9.3 Endpoint Security; Locally Stored Files. Customer is responsible for the security of the devices on which it installs and uses the Service, including maintaining device encryption, current operating system and security software, strong access controls, and physical security. The Service stores certain files — including Customer's preferences, order-automation recipes, and feedback — locally on Customer's device rather than on Business Associate's systems. These files are designed not to contain PHI, but Business Associate does not guarantee that they are free of PHI, and Customer shall treat these files, and the device on which they reside, as though they may contain PHI. Business Associate is not responsible for any unauthorized access to, use, or disclosure of PHI that results from a failure of Customer's endpoint security or from Customer's sharing of locally stored files.
9.4 Authority and Capacity. Customer represents and warrants that it is a Covered Entity under HIPAA, or a part of or acting on behalf of a Covered Entity, or otherwise has the authority to enter into this Agreement and to use the Service in connection with PHI. If Customer is employed by, affiliated with, or providing services to a hospital, health system, group practice, or other institution, Customer represents and warrants that it has obtained any authorization necessary to use the Service and to enter into this Agreement, and that its use of the Service does not violate any policy of, or agreement with, that institution. Business Associate relies on these representations in good faith and is not responsible for confirming Customer's authority or for any consequence arising from Customer's lack of authorization.

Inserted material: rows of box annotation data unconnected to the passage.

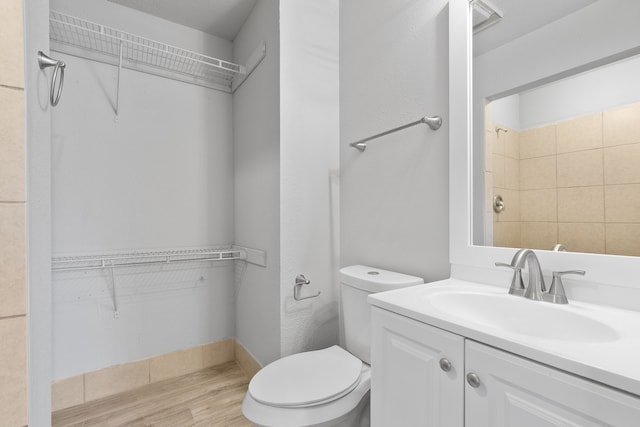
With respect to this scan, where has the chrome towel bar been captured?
[349,116,442,151]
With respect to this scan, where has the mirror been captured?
[472,0,640,256]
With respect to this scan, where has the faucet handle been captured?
[495,262,525,296]
[542,270,585,304]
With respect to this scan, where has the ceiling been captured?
[473,0,598,56]
[109,0,257,41]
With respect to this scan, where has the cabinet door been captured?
[371,307,464,427]
[465,340,640,427]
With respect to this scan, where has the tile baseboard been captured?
[51,338,260,411]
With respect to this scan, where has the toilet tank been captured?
[340,265,424,364]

9.5 Relationship to Other Agreements. This Agreement is entered into together with Business Associate's Terms of Service and Privacy Policy, and together they constitute the entire agreement between the parties regarding Customer's use of the Service. This Agreement controls with respect to the use and disclosure of PHI and all matters arising under HIPAA. The Terms of Service control with respect to the general use of the Service, and the Privacy Policy controls with respect to the handling of information that is not PHI. Any liability of Business Associate arising from a breach of PHI or a violation of HIPAA is governed by the limitation of liability in Section 7 of this Agreement, and not by any separate limitation of liability in the Terms of Service.
ACCEPTANCE
Customer accepts this Agreement electronically by checking the box indicating agreement to this Business Associate Agreement during the Eleanote sign-up or account process, next to a link to this Agreement. By doing so, Customer agrees to be bound by all of its terms. Business Associate records and retains the version of this Agreement accepted, together with the date and time of acceptance.
Business Associate:
Eleanote LLC
15 Faucher Road
Londonderry, NH 03053
United States
Email: support@eleanote.ai
Customer:
The individual or entity accepting this Agreement, identified by the name and email address associated with its Eleanote account at the time of acceptance.